Cdc7p-Dbf4p Regulates Mitotic Exit by Inhibiting Polo Kinase

Graduate Program in Cell and Molecular Biology, Michigan State University, East Lansing, MI, USA.
PLoS Genetics (Impact Factor: 8.17). 06/2009; 5(5):e1000498. DOI: 10.1371/journal.pgen.1000498
Source: PubMed

ABSTRACT Author Summary
Cdc7p-Dbf4p is a two-subunit enzyme required to copy the genetic material present on every chromosome in a process termed DNA replication. Dbf4p is an essential regulatory subunit of this enzyme that likely directs the Cdc7p subunit to its targets within the cell. We found that Dbf4p physically interacts with another protein called Polo that acts during mitosis, a later step in the cell cycle when the newly copied chromosomes are equally divided to mother and daughter cells. Polo is a master regulator of mitosis and impacts many other proteins required for cell division.

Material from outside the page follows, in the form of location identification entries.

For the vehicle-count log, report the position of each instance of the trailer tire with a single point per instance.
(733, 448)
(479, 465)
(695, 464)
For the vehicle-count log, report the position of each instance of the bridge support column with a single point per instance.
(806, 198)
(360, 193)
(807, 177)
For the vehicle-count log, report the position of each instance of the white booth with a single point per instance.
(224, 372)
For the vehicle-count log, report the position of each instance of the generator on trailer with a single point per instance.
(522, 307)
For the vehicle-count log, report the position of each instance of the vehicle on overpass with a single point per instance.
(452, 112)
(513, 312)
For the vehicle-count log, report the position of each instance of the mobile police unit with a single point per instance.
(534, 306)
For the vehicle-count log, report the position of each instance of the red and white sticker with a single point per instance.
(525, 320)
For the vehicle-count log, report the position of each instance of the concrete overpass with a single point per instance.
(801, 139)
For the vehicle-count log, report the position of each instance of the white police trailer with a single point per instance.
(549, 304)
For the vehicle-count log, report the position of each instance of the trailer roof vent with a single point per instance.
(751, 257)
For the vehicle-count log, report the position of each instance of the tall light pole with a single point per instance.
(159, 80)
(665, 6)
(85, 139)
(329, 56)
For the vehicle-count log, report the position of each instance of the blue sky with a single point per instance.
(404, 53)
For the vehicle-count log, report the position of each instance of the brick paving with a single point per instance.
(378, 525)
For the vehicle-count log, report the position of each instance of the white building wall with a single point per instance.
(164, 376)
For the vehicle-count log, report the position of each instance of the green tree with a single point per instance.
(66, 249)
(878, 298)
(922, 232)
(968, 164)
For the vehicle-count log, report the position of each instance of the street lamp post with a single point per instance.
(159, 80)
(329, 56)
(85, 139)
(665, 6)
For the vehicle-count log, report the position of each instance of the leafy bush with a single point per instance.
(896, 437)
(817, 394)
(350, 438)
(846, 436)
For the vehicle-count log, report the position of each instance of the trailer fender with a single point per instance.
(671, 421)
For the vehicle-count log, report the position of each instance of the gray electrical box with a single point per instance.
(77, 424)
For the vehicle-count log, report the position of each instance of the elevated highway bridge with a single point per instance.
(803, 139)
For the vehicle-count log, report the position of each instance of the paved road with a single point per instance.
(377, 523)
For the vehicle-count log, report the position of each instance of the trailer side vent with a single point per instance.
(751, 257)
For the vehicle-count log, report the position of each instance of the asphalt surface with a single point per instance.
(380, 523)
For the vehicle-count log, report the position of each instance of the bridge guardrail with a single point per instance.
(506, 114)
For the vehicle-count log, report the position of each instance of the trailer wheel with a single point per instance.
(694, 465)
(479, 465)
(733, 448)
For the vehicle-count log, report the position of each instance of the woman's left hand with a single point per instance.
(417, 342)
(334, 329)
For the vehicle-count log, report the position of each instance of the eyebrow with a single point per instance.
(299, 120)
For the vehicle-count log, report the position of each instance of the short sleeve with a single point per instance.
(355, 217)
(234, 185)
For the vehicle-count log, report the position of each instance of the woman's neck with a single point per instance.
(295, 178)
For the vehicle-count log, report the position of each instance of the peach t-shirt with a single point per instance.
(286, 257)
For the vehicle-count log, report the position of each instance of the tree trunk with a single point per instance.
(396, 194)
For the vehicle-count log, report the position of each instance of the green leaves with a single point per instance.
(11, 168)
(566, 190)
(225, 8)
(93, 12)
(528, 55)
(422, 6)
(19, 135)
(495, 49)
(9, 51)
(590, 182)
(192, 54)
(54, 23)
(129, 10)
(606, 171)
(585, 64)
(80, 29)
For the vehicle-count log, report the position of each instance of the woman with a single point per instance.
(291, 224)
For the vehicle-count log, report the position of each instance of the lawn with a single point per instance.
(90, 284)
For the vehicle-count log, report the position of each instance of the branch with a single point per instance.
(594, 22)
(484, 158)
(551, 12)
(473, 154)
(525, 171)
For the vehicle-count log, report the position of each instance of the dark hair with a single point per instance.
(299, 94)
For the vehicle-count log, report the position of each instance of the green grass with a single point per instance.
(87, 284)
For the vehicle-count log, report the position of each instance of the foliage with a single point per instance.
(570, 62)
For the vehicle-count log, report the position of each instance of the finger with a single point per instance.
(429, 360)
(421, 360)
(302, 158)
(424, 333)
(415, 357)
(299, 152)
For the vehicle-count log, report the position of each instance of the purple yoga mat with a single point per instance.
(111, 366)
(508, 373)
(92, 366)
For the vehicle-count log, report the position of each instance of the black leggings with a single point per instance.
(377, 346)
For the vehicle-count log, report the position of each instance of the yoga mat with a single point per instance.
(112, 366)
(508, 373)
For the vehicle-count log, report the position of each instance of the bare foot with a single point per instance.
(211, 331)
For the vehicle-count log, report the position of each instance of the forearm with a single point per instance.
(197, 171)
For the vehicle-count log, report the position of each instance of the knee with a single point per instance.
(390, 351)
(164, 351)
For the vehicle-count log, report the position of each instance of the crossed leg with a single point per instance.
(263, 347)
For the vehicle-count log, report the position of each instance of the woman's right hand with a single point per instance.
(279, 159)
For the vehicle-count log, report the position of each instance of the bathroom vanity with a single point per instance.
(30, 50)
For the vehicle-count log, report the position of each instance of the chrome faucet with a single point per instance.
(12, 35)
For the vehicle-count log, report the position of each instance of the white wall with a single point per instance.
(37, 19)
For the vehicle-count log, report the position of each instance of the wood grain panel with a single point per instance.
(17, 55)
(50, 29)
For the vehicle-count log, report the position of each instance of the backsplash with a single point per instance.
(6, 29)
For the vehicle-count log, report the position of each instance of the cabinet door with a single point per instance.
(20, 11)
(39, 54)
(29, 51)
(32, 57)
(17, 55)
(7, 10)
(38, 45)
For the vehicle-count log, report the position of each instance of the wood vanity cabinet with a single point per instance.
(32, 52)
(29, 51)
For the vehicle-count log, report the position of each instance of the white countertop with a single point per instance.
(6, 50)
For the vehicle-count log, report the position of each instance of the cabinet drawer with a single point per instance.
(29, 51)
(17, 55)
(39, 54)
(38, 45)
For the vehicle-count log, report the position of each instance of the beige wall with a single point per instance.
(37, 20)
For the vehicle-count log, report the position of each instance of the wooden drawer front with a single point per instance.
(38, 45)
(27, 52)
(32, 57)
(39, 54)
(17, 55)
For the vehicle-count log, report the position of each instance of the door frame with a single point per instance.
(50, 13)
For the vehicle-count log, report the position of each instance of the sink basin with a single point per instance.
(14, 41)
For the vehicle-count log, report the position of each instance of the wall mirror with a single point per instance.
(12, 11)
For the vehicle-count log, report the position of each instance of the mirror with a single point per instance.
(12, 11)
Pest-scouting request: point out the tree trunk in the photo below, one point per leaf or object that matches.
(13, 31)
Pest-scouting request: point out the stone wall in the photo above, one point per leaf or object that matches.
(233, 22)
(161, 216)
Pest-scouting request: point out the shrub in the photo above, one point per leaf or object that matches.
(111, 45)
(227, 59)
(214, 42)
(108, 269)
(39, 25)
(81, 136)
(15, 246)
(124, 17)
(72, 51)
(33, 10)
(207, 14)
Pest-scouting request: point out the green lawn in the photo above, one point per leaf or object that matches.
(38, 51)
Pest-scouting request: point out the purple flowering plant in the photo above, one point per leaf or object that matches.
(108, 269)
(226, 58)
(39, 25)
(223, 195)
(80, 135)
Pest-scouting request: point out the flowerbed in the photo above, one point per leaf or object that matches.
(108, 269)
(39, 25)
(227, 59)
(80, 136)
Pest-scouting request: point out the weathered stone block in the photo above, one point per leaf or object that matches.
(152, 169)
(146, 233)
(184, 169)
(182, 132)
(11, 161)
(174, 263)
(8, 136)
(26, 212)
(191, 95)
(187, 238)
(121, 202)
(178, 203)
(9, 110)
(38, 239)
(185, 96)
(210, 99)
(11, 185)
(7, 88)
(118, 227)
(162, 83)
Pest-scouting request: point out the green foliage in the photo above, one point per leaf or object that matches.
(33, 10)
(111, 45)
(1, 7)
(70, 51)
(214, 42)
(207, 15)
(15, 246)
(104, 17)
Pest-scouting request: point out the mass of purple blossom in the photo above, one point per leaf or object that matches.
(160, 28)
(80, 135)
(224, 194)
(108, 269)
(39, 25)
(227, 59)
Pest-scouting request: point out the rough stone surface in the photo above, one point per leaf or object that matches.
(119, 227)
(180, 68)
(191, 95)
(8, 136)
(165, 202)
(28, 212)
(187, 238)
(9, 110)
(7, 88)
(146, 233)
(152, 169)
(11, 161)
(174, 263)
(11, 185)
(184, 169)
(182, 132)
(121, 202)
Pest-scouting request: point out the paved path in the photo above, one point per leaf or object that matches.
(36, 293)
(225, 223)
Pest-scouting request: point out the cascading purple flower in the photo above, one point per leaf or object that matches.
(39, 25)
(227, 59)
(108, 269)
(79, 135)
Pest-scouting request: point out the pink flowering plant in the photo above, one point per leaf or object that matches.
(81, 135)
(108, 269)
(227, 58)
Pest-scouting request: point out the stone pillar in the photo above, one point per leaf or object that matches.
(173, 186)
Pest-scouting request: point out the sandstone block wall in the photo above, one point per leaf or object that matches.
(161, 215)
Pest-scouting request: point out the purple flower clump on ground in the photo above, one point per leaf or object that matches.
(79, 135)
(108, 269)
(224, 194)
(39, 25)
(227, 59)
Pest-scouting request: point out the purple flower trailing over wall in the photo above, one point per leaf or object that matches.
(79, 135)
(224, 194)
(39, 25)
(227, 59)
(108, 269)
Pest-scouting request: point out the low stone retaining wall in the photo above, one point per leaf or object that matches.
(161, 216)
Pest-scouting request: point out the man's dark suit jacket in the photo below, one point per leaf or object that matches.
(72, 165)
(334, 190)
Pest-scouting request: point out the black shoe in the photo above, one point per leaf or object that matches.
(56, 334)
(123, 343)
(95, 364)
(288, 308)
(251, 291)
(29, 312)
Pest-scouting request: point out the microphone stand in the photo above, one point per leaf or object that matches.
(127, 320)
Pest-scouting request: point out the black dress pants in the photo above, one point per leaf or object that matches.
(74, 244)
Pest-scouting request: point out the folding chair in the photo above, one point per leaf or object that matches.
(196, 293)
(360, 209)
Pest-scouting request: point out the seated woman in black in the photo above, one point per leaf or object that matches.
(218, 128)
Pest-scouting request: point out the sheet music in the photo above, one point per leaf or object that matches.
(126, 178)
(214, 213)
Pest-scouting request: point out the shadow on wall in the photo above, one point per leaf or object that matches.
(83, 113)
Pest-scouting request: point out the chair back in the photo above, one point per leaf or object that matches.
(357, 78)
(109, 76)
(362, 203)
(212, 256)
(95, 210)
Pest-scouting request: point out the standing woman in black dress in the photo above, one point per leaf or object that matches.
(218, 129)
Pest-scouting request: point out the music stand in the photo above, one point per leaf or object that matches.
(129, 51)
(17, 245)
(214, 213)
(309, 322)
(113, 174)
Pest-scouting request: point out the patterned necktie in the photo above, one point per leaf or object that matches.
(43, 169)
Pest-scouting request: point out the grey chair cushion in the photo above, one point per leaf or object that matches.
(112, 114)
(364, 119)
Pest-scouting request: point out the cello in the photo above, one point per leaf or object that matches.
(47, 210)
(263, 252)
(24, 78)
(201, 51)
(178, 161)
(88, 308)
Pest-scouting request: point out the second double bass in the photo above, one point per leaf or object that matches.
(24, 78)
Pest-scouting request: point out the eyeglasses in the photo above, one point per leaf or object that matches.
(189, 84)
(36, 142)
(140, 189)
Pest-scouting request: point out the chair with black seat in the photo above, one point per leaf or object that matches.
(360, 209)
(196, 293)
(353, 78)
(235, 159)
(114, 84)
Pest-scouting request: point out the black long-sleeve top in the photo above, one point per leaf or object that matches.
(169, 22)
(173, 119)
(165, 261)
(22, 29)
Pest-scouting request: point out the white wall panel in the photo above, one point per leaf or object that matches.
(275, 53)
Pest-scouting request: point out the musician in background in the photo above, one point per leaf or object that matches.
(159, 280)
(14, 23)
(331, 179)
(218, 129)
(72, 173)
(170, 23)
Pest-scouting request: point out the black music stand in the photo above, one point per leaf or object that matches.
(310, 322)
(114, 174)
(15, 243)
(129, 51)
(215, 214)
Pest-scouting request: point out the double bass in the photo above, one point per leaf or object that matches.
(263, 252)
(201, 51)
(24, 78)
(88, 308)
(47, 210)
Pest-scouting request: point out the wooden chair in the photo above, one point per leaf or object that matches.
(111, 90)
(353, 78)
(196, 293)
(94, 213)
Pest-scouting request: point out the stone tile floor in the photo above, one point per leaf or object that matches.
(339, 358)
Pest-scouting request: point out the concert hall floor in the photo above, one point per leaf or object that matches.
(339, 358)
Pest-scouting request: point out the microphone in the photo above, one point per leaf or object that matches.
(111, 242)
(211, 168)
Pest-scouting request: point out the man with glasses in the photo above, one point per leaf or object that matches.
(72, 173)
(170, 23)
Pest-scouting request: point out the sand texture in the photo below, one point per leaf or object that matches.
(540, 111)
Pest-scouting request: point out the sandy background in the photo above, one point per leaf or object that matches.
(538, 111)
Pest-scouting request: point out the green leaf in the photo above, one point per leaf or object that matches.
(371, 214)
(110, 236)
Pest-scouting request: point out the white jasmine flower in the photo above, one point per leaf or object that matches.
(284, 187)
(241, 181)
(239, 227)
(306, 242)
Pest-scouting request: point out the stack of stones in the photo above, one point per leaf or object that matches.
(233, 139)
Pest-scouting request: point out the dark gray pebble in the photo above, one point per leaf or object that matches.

We determined that Cdc7p-Dbf4p is a Polo inhibitor and, further, that Cdc7p-Dbf4p delayed or prevented chromosome segregation when errors occurred during the cell division process. Interestingly, Dbf4p may bind the Polo substrate-binding domain using a type of interaction not previously described. Thus, we have uncovered a new activity for Cdc7p-Dbf4p in the cell cycle to inhibit chromosome segregation, and these findings impact multiple fields that investigate how cells accurately copy and segregate their chromosomes.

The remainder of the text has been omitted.